思わず洩れたひとこと――それが、記憶の扉をそっと開けたように感じられたり。

誰かが名も告げずに問いかけてくる――そんな錯覚に似た懐かしさの中で、梅の君は幼き日の庭、誰かの袖にすがるように走り寄った情景を、ひそやかに思い起こし給う。

ふと隣に目を向ければ、清涼院の君が静かに梅の君の面持ちを見やり、微かにうなずき給うておりぬ。

ふたりのあいだには言葉のかわりに、朝の香と、花のしずくが流れてゆき、心は少しずつ、忘れていた風景へと導かれんとしていた。


「わたくしはこれまで、男の子ばかりを授かってきたのですが、 一度だけ、奇跡のように女の子を産んだことがあるんです」

「その子には、花を愛するやさしい心を持ってほしくて……

あちらに咲いている花を、何度も見せてあげたものでした。」


風に花の香漂うなか、梅の君はじっとその咲きこぼるる木を見つめたまま、動かずにおわしました。

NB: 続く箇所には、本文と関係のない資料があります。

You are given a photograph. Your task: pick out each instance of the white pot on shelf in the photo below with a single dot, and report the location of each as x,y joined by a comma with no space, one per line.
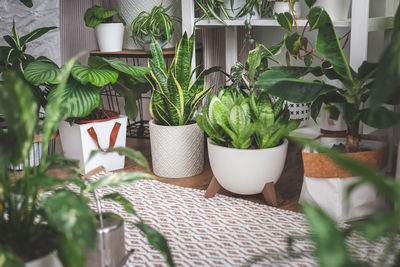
282,7
110,36
78,143
337,9
247,171
177,151
130,9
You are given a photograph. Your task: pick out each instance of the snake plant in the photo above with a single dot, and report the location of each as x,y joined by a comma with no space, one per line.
175,96
240,121
83,90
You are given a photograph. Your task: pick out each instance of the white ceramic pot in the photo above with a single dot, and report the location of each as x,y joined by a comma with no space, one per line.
282,7
177,151
337,9
77,143
50,259
130,9
110,36
247,171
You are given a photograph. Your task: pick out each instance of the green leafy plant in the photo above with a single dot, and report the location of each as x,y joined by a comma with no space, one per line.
210,8
330,240
83,90
175,96
14,56
157,23
285,82
33,204
238,121
97,15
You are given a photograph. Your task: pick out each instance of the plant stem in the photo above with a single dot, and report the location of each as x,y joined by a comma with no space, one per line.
353,137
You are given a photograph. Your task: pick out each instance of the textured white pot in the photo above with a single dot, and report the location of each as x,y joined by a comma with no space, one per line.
282,7
78,144
110,36
246,171
50,259
337,9
177,151
130,9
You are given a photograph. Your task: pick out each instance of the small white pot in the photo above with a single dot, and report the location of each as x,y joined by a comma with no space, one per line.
337,9
50,259
247,171
78,144
282,7
110,36
177,151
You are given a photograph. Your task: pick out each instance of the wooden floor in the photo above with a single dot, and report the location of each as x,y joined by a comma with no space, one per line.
288,187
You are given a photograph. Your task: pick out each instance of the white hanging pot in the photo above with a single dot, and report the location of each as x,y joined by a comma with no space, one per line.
50,259
110,36
79,140
337,9
130,9
177,151
282,7
247,171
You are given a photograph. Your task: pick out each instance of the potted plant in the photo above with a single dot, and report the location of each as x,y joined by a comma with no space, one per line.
109,34
285,82
33,204
177,147
157,23
246,147
89,127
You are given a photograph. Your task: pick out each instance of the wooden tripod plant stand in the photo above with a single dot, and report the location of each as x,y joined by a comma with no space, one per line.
268,191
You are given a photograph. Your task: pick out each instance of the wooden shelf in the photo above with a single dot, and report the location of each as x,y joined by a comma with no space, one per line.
260,22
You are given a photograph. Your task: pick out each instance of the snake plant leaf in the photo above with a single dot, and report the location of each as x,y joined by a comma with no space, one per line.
39,72
93,75
285,20
329,47
158,108
17,106
117,179
70,215
380,118
82,99
157,240
37,33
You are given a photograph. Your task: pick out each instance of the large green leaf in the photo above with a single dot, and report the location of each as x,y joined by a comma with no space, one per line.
95,76
21,114
70,215
329,241
35,34
39,72
81,99
328,44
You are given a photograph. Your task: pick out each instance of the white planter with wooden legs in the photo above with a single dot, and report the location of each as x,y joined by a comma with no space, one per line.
246,171
79,140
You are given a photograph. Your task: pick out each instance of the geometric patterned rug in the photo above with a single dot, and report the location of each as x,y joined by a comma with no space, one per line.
221,231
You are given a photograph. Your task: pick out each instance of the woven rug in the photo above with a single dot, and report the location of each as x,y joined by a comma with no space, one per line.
221,231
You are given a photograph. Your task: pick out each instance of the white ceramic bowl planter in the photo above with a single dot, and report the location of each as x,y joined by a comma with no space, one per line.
177,151
247,171
110,36
282,7
337,9
78,142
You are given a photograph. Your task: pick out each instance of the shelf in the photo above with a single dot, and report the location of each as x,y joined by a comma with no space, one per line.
260,22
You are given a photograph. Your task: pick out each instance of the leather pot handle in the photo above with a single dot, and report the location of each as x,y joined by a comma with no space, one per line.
113,136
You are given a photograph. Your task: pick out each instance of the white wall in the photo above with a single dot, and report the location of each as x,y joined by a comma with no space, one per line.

やがて、ゆるゆると口もとに手を添え、かすかな声をもらし給う。


「…覚えてはおりませぬが、何処かでこの木を見たような…そんな気がいたしますのです。」


それは夢の記憶のように輪郭をもたず、されど胸のうちに懐かしさと切なさのほのかなる香を残しぬ。

清涼院の君は、少し面を傾け、優しくその横顔にまなざしを寄せ給う。


「人の記憶は、いつか心を守るためにそっと覆いをかけると申します。けれど、香や音、光とともに、ふと戻り来ることもありましょう」


梅の君は、目を伏せながらも頷きて、ふっと息を吐き給うた。その息のさきには、また名もなき思いのかけらが、風に舞い上がり、春空へと消え入りぬ。

木の下では、花びらひとひら、音もなく落ちて地に溶けたり。